What prevents the compiler's optimization to reorder strongly exception-safe code?

Question

Given Jon Kalb's strongly exception-safe code to solve the Cargill Widget example, what prevents the compiler from re-organizing the operations and thus making the code not strongly exception-safe?

#include <algorithm> // std::swap

template< typename T1, typename T2 >
class Cargill_Widget
{
public:
    Cargill_Widget& operator=( Cargill_Widget const& r_other )
    {
        using std::swap;

        T1 temp_t1( r_other.m_t1 ); // may throw
        T2 temp_t2( r_other.m_t2 ); // may throw
        /* The strong exception-safety line */
        swap( m_t1, temp_t1 ); // no throw
        swap( m_t2, temp_t2 ); // no throw

        return *this;
    }

private:
    T1 m_t1;
    T2 m_t2;
};

Is it the "the compiler can't change the observable behaviour" rule?

Reference:

• Jon Kalb's "Exception-Safe Code" Presentation Slides: http://www.exceptionsafecode.com/slides/esc.pdf

Answer 1

You said it yourself: the compiler cannot do anything which might modify observable behavior.

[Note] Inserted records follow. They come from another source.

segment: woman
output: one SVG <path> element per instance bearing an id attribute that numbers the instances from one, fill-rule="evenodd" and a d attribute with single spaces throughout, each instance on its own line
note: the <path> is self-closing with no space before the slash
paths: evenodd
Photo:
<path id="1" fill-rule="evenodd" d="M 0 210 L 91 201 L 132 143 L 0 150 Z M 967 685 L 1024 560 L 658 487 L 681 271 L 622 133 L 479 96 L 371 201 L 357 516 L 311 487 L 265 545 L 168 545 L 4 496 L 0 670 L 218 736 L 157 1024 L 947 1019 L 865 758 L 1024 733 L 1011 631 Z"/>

And it is obliged to take possible exceptions into account. Potentially, the restrictions on reordering because of this could have a significant negative impact on optimization. Practically, there are two cases to consider: the compiler doesn't know what goes on in the functions being called, and so can't reorder accross them, or the compiler does have the ability to optimize accross translation units, in which case, it will usually be able to determine that the function won't throw (assuming it won't), and thus reorder exactly as if it ignored exceptions. Or not reorder, if throwing an exception might cause a change in the observable behavior if it did.

Answer 2

any optimization has to preserve the provable properties of the code. otherwise any code could be replaced with a program that did nothing and was maximally fast. effects of exceptions are part of provable properties.